Online discussions can be difficult in the digital age. The threat of abuse and harassment online may create a barrier for people to stop expressing themselves and give up seeking different opinions online. Platforms struggle to effectively facilitate conversations, leading many of them limiting or completely shutting down user comments.
source: https://www.kaggle.com/c/jigsaw-toxic-comment-classification-challenge/overview
This repo aims to create an end-to-end ML pipeline covering data preparation, cleaning & preprocessing, model training & evaluation, and inference.
This repo has been dockerized and should run with other dependency repos/docker containers such as MLflow, postgres, MinIO. To setup the other repos/containers, follow the instructions here.
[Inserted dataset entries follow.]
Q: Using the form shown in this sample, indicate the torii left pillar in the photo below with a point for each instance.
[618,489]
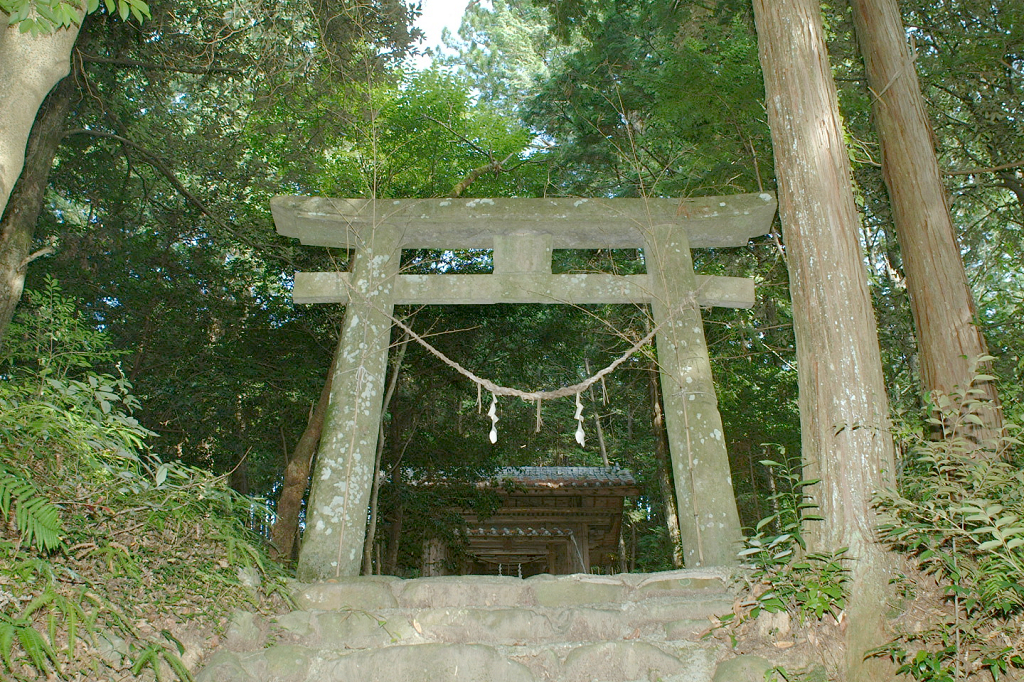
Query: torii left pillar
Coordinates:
[336,524]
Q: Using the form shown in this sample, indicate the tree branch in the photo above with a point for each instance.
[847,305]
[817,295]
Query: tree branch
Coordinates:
[150,66]
[159,164]
[992,169]
[45,251]
[495,166]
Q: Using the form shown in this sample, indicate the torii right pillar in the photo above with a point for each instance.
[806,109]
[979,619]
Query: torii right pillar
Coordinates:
[709,521]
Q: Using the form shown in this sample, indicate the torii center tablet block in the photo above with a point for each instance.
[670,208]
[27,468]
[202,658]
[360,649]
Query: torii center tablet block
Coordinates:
[522,233]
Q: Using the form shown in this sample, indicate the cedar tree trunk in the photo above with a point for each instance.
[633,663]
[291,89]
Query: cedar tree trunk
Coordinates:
[843,409]
[943,307]
[286,527]
[26,202]
[664,459]
[30,67]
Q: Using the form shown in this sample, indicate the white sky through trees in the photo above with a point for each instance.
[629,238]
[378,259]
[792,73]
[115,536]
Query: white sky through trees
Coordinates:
[437,15]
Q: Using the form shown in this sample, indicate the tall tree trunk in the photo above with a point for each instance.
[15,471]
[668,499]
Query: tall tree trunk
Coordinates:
[286,527]
[368,544]
[664,459]
[843,408]
[395,527]
[940,297]
[30,67]
[26,202]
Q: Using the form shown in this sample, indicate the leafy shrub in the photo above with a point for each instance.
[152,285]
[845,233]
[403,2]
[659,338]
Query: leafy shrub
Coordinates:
[784,576]
[957,516]
[102,540]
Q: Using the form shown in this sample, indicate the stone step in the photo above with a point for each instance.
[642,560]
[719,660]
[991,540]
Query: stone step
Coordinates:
[657,620]
[380,593]
[483,629]
[597,662]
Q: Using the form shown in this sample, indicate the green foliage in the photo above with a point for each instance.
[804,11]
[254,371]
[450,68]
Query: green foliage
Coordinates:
[35,515]
[956,515]
[785,577]
[132,539]
[42,16]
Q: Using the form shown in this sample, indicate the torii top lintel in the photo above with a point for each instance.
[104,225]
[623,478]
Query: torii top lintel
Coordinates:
[572,223]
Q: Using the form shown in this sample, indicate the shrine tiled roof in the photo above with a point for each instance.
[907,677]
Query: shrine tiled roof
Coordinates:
[568,476]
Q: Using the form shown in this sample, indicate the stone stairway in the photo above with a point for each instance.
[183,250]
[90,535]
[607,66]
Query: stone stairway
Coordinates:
[485,629]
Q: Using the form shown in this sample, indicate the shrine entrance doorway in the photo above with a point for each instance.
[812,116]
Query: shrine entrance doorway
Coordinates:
[522,233]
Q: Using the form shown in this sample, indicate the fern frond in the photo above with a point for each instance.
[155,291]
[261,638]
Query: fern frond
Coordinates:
[35,515]
[6,642]
[37,648]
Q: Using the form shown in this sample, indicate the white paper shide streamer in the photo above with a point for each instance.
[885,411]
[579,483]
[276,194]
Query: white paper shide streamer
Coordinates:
[493,414]
[581,436]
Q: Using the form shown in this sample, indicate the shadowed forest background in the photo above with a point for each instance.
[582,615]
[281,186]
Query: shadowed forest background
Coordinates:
[161,288]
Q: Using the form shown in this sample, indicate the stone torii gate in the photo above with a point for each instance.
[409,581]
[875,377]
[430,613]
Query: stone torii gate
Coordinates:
[522,233]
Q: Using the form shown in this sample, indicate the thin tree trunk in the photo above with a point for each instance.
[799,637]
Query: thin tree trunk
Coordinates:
[394,529]
[18,223]
[368,544]
[286,527]
[940,296]
[30,67]
[664,459]
[845,430]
- Data can be found in this link and placed in
data/
folder - Embeddings can be found in this link and placed in
embeddings/
folder
The main parts of the pipelines in the repo has been completed. These are the WIPs:
- Change print statements to loggers
- Change / Upload data to read/write from/to DB (using DB image)
- Create a simple frontend for demo
- Create prerequisite files to create folders and download necessary files (e.g. glove embeddings, data)
- Pending mlflow integration with transformer flavour to load, save and log models - link (Completed with mlflow==2.4.1)
- BiLSTMClfTF model will break training pipeline if using the whole dataset in GPU. It is recommended to train a subset of the data if training on a GPU with small VRAM. A larger GPU is needed for training the entire dataset.